Baru saja ia hendak menghela napas lega, suara lembut kain yang bergesekan menangkap perhatiannya. Ia menoleh—dan langsung membeku.
Maxim. Sedang membuka pakaiannya.
'Serius? Dia tidak bisa melakukannya di kamar mandi saja?'
Meski hanya melihat sekilas, sosok tubuhnya yang kokoh dan terpahat jelas membuat perut Daisy terasa bergejolak.
Dia memang tahu pria itu sangat percaya diri dengan tubuhnya, tapi menyaksikan langsung cara Maxim melepas pakaiannya tanpa sedikit pun keraguan, membuatnya terlalu gugup bahkan untuk memalingkan pandangan.
Jika ia mengomentari apa pun, pria itu pasti akan menanggapi dengan sesuatu seperti, "Apa yang perlu dimalukan antara suami dan istri?" Daisy sudah cukup belajar dari kesalahan—tatapannya yang terlalu lama sebelumnya saja sudah berujung pada percakapan yang sangat canggung.
"Wajahku bisa rusak, tahu."
"Apa?"
"Kau menatapku."
Kenapa dia sebodoh itu hingga menatap pria itu begitu terang-terangan? Mengingat kembali tindakannya membuat Daisy ingin menendang selimut keras-keras karena frustasi.
Seandainya hanya wajahnya saja, dia mungkin masih bisa pura-pura tidak terjadi apa-apa. Tapi… melihat tubuh telanjangnya secara tak sengaja?
"Jadi, setelah melihatku seperti ini, kau berubah pikiran?"
"Apa kau ingin tidur denganku sekarang? Di ranjang… atau mungkin di dalam bathtub?"
"Kapan saja, di mana saja, asal kau bersedia, Izzy."
…dan masih banyak lagi ucapan tak senonoh yang bisa ia bayangkan.
Daisy bahkan tak ingin tahu reaksi Maxim jika dia sampai menyuarakan pikirannya.
Hanya membayangkannya saja sudah cukup untuk membuat kata-kata kotor pria itu terngiang di telinganya.
'Lebih baik tak melihat. Tak ada gunanya mendengar ocehan kotornya lebih jauh lagi.'
Daisy buru-buru memalingkan wajah.
Ia tak tahu sudah berapa lama waktu berlalu. Akhirnya, suara kain berhenti—digantikan oleh langkah kaki pria itu yang mendekat, mantap dan penuh keyakinan.

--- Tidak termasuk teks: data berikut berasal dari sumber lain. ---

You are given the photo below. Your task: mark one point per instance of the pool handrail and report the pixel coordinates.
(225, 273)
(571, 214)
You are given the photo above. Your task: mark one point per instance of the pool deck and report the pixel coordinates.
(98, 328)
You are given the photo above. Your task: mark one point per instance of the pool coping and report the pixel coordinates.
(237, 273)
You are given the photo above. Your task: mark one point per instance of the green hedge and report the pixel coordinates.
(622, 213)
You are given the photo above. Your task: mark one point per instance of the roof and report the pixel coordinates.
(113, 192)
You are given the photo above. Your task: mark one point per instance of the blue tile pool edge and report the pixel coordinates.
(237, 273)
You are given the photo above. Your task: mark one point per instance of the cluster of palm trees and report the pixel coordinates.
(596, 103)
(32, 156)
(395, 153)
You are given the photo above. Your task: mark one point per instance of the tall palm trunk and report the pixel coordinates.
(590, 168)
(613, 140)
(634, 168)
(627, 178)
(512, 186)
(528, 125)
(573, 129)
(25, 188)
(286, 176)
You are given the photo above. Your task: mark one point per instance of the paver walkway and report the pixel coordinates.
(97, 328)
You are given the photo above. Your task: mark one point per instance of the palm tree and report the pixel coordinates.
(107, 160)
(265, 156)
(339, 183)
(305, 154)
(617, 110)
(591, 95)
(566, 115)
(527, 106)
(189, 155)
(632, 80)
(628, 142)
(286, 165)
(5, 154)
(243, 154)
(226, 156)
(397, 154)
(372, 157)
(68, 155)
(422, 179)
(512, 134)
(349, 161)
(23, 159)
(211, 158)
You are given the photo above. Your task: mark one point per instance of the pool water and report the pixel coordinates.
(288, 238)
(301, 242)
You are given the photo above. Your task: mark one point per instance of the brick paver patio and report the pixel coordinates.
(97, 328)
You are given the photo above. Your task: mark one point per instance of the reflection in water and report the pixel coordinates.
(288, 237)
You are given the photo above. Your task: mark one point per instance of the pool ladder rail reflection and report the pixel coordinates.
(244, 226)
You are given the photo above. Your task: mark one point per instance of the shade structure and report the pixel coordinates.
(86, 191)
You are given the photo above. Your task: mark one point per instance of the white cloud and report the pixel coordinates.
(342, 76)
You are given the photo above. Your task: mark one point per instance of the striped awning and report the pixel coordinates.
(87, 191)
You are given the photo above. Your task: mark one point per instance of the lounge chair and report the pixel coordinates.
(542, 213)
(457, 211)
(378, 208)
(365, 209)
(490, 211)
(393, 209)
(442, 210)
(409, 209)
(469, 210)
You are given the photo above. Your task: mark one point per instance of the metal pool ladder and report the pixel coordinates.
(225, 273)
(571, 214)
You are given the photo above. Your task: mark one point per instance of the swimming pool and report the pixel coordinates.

"Aku akan kembali setelah mandi. Jadi, tunggulah aku di sini."
Suaranya terdengar dari kejauhan.
Namun Daisy tetap memejamkan mata erat-erat. Ia merasa, bahkan hanya sekilas lirikan, bisa memperlihatkan lebih banyak hal dari yang sanggup ia tanggung.
Beberapa detik kemudian, ia merasakan telapak tangan besar menyentuh lembut rambutnya.
"Kalau kau kabur lagi, aku pastikan kita mandi bersama mulai sekarang."
Meninggalkannya dengan ancaman samar yang membuat bulu kuduk berdiri, Maxim pun menghilang ke dalam kamar mandi.